Si le jeu espiègle de Vicky Krieps parvient d’abord à faire oublier ces écueils, son comportement subversif s’épuise vers la fin – car tirer la langue à un médecin hautain qui lui suggère qu’elle n’est qu’une vieille est, en fin de compte, trop sage, trop infantile pour remporter l’effet escompté. Heureusement, la scène finale, où l’expression „larguer les amarres“ est prise au sens premier du terme, est fort belle dans sa portée utopique.
Har(k)a-Kiri
Enfin, „Harka“, coproduit par Tarantula, film le plus politique de la sélection luxembourgeoise d’„Un certain regard“, pose avec un véritable sens de l’urgence la question de ce qu’il reste aujourd’hui, dix ans après sa déconvenue, du printemps arabe. S’inspirant librement de la vie ou surtout, de la mort de Mohamed Bouazizi, un marchand de fruit et de légumes qui s’était immolé devant une préfecture, le long-métrage de Lotfy Nathan suit Ali (excellent: Adam Bessa), un jeune démuni qui vit sur un chantier et se débrouille en vendant illégalement de l’essence sur un trottoir, payant son droit de dealer sur le trottoir en glissant de façon honteusement ostentatoire un pot-de-vin aux policiers qui circulent.
Quand sa sœur vient lui annoncer la mort de son père, il réintègre le foyer familial, son frère en profitant pour se casser à Hammamet, où il y a beaucoup de touristes et donc plus de thune – l’une des scènes fortes du film montre d’ailleurs Ali qui rejoint son frère pour lui demander de l’aide, arpentant comme un fauve en cage les plages et terrasses de luxe, peinant à croire les billets glissés sur les tables, son regard blessé, irascible, ses mouvements saccadés trahissant sa pauvreté au milieu d’une richesse obscène.
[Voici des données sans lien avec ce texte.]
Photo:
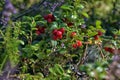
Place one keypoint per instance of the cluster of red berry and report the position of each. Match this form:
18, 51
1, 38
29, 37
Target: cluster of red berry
73, 34
50, 18
108, 49
58, 33
96, 37
77, 44
40, 30
67, 22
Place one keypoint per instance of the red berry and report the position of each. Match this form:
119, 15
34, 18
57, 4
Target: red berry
73, 34
59, 33
54, 31
50, 16
42, 29
60, 37
62, 30
96, 37
38, 32
69, 24
108, 49
45, 17
99, 33
74, 45
49, 20
55, 37
79, 43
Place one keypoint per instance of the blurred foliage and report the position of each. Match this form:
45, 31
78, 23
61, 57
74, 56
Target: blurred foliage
39, 56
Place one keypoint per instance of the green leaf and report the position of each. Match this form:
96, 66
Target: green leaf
59, 69
52, 71
54, 43
98, 23
85, 14
66, 7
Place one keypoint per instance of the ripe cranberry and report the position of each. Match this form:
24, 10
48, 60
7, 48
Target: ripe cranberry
50, 18
74, 45
96, 37
99, 33
45, 17
62, 30
42, 29
60, 37
55, 37
38, 32
79, 43
73, 34
64, 19
70, 24
108, 49
54, 32
59, 33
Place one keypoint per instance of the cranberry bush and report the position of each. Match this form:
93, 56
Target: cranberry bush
58, 45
Menacées d’expulsion à cause de l’endettement du père, les sœurs implorent Ali, qui a fait des épargnes afin de pouvoir quitter la Tunisie, de les aider. Ali obtempérera, accepte des combines de plus en plus dangereuses jusqu’à ce qu’il se rende compte que, peu importe ce qu’il fera, peu importe jusqu’où il s’abaissera – ça ne suffira jamais.
C’est à travers le regard de sa sœur, personnage focal qui dédouble le regard de la caméra, qui comprend qu’Ali dort toujours par terre, dehors, parce qu’il a honte et qu’il se sent sale, que cet homme qui parfois se croit un fantôme tant il passe inaperçu au regard du monde extérieur devient un être sensible, souffrant.
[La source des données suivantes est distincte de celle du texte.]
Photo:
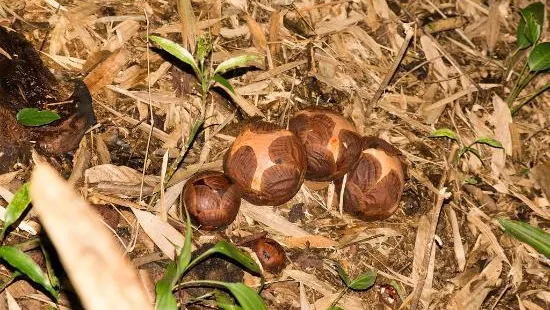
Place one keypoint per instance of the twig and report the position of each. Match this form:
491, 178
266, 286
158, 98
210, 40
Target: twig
151, 120
423, 270
391, 72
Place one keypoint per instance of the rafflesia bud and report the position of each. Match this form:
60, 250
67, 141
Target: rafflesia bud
332, 143
212, 199
375, 185
267, 162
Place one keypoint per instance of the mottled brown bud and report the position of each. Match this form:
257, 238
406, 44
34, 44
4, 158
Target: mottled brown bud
375, 185
267, 162
212, 199
331, 142
271, 254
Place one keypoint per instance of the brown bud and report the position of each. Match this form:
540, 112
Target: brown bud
267, 162
331, 142
212, 199
375, 185
271, 254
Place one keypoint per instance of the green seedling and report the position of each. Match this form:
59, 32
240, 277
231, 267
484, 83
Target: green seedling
33, 117
207, 76
23, 263
247, 298
448, 133
361, 283
538, 59
533, 236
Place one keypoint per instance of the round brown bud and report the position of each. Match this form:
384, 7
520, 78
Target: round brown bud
271, 254
375, 185
212, 199
267, 162
331, 142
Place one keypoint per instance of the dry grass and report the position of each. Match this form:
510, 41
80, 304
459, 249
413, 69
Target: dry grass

Une fois le constat de son impuissance fait, Ali se révoltera, gueulera, essaiera en vain d’attirer l’attention sur l’absurdité de son sort jusqu’à ce que le désespoir le gagne. Si le langage visuel du film – le contraste entre l’eau et le feu – est fort, il est aussi un tantinet convenu et prévisible, ce qui ne change rien au fait que ce film, animé d’une colère que porte avec brio son acteur principal brillant, est une réponse percutante, cinglante, urgente et en fin de compte désespérante aux échecs politiques comme subsumés par la passivité des hommes politiques devant la porte desquels Ali aura d’abord essayé de le montrer, son désespoir.
La scène d’immolation, filmée alors que des passants passifs ignorent qu’un homme part en fumée devant eux – c’est tout le contraire de la scène d’immolation qui clôture „Robe of Gems“, présenté en compétition à la Berlinale – n’en devient que plus marquante.